In my previous blog post “Learning Deep Learning”, I showed how to use the KNIME Deep Learning - DL4J Integration to predict the handwritten digits from images in the MNIST dataset. That’s a neat trick, but it’s a problem that has been pretty well solved for a while. What about trying something a bit more difficult? In this blog post I’ll take a dataset of images from three different subtypes of lymphoma and classify the image into the (hopefully) correct subtype.
KNIME Deep Learning - Keras Integration brings new deep learning capabilities to KNIME Analytics Platform. You can now use the Keras Python library to take advantage of a variety of different deep learning backends. The new KNIME nodes provide a convenient GUI for training and deploying deep learning models while still allowing model creation/editing directly in Python for maximum flexibility.

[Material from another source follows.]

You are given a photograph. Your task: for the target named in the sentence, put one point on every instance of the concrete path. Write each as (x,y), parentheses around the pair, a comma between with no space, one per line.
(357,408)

The workflows mentioned in this blogpost require a fairly heavy amount of computation (and waiting), so if you’re just looking to check out the new integration, see the simple workflow here that recapitulates the results of the previous blog post using the new Keras Integration. There are quite a few more example workflows for both DL4J and Keras which can be found on the KNIME Hub.
Right, back to the challenge. Malignant lymphoma affects many people, and among malignant lymphomas, CLL (chronic lymphocytic leukemia), FL (follicular lymphoma), and MCL (mantle cell lymphoma) are difficult for even experienced pathologists to accurately classify.A typical task for a pathologist in a hospital would be to look at those images and make a decision about what type of lymphoma is present. In many cases, follow-up tests to confirm the diagnosis are required. An assistive technology that can guide the pathologist and speed up their job would be of great value. Freeing up the pathologist to spend their time on those tasks that computers can’t do so well, has obvious benefits for the hospital, the pathologist, and the patients.
Figure 1. The modeling process adopted to classify lymphoma images. At each stage the required components are listed.